# The frustrating experience of apps not working on newer Fire



## Eltanin Publishing (Mar 24, 2011)

This is pretty frustrating - I upgraded my Fire HD 6 to a Fire HD 8, and apparently there are apps that work on the 6 but not the 8! The only one I've found so far is WeatherBug, but I'm sure there are more. I simply can't send it to the 8. Amazon help chat confirmed that some apps don't work on some devices. 

It must be the new OS, but I can't imagine what would cause it not to work.

Anyone else experience this? Otherwise, I like the 8. 

OH! One other question for anyone with a new 8: In the promo video (which is for both the 8 and the 10), near the end it shows reading in a two-page spread when the Fire is in landscape mode. I don't see an option for that on the 8. Maybe it's just an option on the larger 10. I just wanted to check that I'm not missing something.


----------



## Meemo (Oct 27, 2008)

I've had the same thing happen, apps that worked on my original 7 and gen 2 HD 7 don't work on my HD 6. I assume it's because the app developer doesn't update the app to work on newer devices (because of different screen sizes or whatever), or with the newer OS, or both.  It is frustrating at times.


----------



## CegAbq (Mar 17, 2009)

And I'm finding newer interesting looking apps that are not compatible with my ORIGINAL Fire


----------



## Ann in Arlington (Oct 27, 2008)

I've not downloaded many apps -- waiting for my DX card to arrive -- but so far I haven't had a problem with any of the ones I'd more or less regularly used not working on the HD7.


----------



## Betsy the Quilter (Oct 27, 2008)

It's worth contacting the developer of apps that don't work with a newer device to ask if the app is going to be updated.  Many times it's going to be--and if the developer has been on the fence, your question may push them over the edge by letting them know there's interest!

Betsy


----------



## Ann in Arlington (Oct 27, 2008)

Betsy the Quilter said:


> It's worth contacting the developer of apps that don't work with a newer device to ask if the app is going to be updated.
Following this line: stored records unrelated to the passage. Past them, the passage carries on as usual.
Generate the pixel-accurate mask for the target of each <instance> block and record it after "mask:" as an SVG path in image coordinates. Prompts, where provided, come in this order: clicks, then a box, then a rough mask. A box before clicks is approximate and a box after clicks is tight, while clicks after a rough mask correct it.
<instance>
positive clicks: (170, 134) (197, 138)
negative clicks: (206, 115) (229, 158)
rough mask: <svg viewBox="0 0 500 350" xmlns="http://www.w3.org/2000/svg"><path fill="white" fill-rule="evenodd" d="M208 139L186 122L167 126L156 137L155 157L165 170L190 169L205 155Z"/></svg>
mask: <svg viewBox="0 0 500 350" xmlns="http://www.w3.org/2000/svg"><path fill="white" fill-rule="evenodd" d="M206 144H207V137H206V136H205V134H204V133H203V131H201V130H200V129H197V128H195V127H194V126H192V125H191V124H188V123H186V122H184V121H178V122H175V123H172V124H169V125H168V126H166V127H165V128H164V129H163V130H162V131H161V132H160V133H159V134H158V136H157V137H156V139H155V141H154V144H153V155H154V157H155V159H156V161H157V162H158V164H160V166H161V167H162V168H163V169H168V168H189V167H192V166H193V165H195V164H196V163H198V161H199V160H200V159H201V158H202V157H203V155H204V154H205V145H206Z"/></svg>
Many times it's going to be--and if the developer has been on the fence, your question may push them over the edge by letting them know there's interest!
> 
> Betsy


Agreed . . . .

Though . . . . I wonder . . . . in someways the latest round of Fires are a step back . . . . not in processors, I think, but certainly in screen resolution. It is possible that games designed for the HDX could look not as good on an HD screen.

That said, I also think most developers make new stuff backward compatible if they can. . . so they may be best on a better screen, but still work on a lesser screen. And I think the most critical spec is processor speed. Best as I can tell, the HDs didn't go backward there.

Another consideration: they've changed the OS -- don't see why that should matter as, if anything, they made it more stock android like . . . . but maybe it does?


----------